Untuk, masa lalu.
Apa kabar, kamu? Ku harap kamu baik-baik saja,
semoga setelah memilih beranjak pergi bahagia baru menyertai langkahmu. Jangan salah
paham dulu, aku hanya sekedar ingin menyapamu saja. ini bukan apa-apa, aku
tidak sedang mengajakmu mengingat ulang lembaran kisah lalu. Kamu tahu, aku
kerap tersenyum masam mengingat tentang apa yang pernah terjadi pada kita. Apa
dulu aku memang senekat itu? Meyakini sendiri bahwa kamu juga menyayangiku,
meyakini perhatian-perhatian yang kamu berikan juga karena kamu merasakan hal
yang sama, meyakini bahwa aku tidak sedang jatuh sendirian. Apa menurutmu aku
bodoh? Ah mungkin saja aku bodoh, tapi menurutku ketika kamu menyayangi
seseorang, melakukan hal bodoh adalah sebuah kewajaran. Kamu akan melakukannya
di luar kendali logikamu, kamu hanya mampu menggunakan perasaan yang kata
orang-orang waras adalah kebodohan.
Lantas kemana sadarku sembunyi saat aku begitu
meyayangimu? Mengapa logika tidak berusaha meyadarkan aku yang linglung
diterjang badai perasaan. Ku rasa aku tidak sekeras kepala itu, mana mungkin
aku bersedia menjadi angan tanpa di inginkan? Dulu saat kita masih bersama, aku
takut untuk sekedar mempertanyakan kita. Aku takut setelah bertanya kamu merasa
harus bertanggung jawab atas apa yang terjadi dan setelah itu kamu akan pergi
meninggalkan aku karena merasa terbebani. Maka dari itu aku selalu
menyembunyikan perasaanku, yang pada akhirnya hanya melukai aku sendiri.
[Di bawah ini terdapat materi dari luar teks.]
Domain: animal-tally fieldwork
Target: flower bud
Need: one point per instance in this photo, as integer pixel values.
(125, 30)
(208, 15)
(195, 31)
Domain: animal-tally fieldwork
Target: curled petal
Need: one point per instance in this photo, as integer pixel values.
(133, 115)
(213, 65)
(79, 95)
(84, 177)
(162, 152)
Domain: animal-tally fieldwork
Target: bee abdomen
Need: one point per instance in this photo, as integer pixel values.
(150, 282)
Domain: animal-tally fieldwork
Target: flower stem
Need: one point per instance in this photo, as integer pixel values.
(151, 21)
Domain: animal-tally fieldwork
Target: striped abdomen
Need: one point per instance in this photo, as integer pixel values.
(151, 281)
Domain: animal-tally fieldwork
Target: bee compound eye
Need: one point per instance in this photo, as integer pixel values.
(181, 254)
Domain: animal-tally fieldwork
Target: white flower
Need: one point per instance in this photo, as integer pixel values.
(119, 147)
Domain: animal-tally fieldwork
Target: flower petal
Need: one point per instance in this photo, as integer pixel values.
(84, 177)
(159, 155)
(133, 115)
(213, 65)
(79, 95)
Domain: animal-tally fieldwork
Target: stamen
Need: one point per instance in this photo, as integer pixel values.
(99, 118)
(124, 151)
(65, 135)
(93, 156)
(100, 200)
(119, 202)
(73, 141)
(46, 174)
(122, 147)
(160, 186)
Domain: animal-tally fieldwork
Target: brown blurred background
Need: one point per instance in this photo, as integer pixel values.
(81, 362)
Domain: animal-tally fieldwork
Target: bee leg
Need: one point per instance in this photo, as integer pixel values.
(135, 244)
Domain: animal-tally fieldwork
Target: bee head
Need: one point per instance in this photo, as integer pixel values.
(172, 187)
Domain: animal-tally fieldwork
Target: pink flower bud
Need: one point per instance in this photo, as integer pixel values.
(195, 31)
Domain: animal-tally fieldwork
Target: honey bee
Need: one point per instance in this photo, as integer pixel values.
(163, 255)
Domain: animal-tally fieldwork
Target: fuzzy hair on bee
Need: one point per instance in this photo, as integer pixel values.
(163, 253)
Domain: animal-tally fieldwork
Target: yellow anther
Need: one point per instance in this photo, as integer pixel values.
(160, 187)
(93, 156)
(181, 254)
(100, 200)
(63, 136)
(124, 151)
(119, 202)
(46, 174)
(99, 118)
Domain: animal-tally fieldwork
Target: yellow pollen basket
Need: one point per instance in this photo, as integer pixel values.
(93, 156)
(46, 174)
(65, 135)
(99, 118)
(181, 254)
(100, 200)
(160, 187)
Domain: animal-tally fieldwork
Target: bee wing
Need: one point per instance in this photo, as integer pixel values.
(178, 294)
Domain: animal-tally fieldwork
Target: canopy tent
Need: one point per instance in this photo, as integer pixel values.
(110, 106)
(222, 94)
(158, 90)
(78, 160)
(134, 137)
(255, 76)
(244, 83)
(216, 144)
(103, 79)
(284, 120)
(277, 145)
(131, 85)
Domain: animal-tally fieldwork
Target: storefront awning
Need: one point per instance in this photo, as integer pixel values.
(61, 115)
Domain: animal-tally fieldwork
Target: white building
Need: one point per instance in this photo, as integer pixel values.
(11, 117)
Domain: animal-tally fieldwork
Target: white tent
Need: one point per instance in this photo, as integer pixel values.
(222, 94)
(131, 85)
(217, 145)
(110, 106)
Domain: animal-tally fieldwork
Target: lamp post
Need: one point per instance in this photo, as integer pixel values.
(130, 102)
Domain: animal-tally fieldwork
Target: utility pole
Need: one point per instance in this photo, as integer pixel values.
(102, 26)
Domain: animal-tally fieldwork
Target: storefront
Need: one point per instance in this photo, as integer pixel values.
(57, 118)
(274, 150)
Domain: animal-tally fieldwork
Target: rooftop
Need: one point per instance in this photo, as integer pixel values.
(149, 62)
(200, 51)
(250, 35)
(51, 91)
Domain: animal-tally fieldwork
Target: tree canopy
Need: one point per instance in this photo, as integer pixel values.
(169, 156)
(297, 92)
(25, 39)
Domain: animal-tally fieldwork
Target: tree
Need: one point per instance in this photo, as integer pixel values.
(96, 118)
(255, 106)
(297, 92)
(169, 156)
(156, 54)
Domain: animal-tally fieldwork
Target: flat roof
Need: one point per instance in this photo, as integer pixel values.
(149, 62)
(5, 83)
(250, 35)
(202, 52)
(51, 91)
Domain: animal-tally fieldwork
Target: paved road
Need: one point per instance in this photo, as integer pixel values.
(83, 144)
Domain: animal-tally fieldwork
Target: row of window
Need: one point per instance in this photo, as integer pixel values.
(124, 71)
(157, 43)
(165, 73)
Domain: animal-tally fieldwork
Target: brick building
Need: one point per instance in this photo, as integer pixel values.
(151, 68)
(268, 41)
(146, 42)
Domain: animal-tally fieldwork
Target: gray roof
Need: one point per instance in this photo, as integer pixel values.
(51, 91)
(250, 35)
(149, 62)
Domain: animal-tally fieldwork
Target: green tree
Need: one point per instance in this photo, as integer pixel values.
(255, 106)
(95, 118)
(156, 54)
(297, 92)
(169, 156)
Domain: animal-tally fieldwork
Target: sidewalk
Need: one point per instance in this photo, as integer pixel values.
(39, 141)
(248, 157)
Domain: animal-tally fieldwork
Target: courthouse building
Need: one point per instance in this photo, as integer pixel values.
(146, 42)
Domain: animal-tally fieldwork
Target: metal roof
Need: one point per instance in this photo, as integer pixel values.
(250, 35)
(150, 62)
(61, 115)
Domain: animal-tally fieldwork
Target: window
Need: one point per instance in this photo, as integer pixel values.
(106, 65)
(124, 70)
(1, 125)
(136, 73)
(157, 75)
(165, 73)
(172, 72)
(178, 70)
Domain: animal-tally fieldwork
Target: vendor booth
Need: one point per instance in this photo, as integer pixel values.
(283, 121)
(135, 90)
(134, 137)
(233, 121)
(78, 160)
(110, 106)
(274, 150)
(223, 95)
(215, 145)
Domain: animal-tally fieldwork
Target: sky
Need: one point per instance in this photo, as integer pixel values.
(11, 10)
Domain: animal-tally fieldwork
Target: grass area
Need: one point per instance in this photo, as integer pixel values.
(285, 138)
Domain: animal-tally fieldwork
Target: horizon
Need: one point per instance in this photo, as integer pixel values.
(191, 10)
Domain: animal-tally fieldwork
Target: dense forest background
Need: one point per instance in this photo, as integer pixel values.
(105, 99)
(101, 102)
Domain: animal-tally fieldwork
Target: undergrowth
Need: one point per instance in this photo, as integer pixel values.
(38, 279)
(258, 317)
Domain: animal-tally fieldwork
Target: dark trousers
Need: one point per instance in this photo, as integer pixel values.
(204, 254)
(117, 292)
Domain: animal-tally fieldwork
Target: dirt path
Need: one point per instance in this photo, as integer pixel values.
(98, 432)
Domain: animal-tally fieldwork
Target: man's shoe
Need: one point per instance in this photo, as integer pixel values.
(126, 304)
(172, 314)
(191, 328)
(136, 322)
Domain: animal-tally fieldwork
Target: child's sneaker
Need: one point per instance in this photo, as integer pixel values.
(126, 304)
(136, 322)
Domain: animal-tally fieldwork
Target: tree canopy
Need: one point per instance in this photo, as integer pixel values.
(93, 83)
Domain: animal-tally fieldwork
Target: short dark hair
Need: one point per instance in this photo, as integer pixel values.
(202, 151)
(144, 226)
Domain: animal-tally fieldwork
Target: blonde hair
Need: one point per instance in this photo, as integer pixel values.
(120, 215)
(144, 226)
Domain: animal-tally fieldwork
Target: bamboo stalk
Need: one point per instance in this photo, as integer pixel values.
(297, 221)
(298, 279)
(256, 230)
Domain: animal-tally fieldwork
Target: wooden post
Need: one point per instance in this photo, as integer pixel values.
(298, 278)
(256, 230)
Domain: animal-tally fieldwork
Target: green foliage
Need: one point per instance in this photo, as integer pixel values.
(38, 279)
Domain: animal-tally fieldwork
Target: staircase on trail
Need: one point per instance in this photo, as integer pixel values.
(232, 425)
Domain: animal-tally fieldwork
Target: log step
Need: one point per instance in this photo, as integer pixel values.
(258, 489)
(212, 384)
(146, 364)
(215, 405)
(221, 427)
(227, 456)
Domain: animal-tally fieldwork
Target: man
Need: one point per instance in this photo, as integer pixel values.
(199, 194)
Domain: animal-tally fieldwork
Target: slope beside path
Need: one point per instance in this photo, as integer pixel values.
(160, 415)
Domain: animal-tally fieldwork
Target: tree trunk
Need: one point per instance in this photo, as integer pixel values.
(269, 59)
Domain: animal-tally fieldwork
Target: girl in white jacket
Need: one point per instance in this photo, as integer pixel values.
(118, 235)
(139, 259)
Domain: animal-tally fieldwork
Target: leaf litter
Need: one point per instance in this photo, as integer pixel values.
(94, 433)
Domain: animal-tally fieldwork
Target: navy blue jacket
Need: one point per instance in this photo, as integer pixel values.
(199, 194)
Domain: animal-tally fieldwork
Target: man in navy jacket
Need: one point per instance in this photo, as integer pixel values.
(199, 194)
Terlebih ketika kamu memilih beranjak pergi, yang juga menyadarkan aku bahwa
memang benar hanya aku sendiri yang nekat meyakini hal-hal semu. Hal-hal tabu
yang beranak pinak dalam daftar inginku menjadi senjata yang akhirnya membunuhku
perlahan-lahan.
Apa sekarang aku boleh bertanya tanpa takut kamu
akan pergi? Karena pada kenyataannya kamu memang sudah tidak disini, kamu sudah
jauh melangkah pergi. Aku ingin bertanya apa kamu tidak pernah sedikitpun memiliki
rasa yang sama terhadapku? Apa aku tidak pantas untuk diperjuangkan kembali?
Lalu apa arti perhatian-perhatianmu selama ini? Aku tidak pernah menyalahkanmu
atas semua yang terjadi, mungkin saat itu kamu hanya ingin berteman tetapi aku
yang menyalahartikan semua yang kamu berikan. Maaf jika pergimu karena salahku,
maaf untuk tiap sesal yang mungkin kerap memberatkan langkahmu. Kini pergilah
kemana pun yang kamu inginkan, aku sudah ikhlas tentang apa yang pernah membuat
sesak didada. Tidak ada senyum terpaksa saat ini, yang ada hanya senyum bahagia
karena ternyata mengikhlaskan adalah kebahagiaan yang sejati. Untukmu, terima kasih atas beberapa waktu yang sempat
kita habiskan bersama, terima kasih karena kehadiranmu yang sesaat itu
memberikan pelajaran berharga dalam hidupku, terima kasih sudah bersedia
menjadi singgah yang tak pernah dapat ku sanggah.
Dari, aku masa lalu yang pernah begitu keras kepala mencintaimu.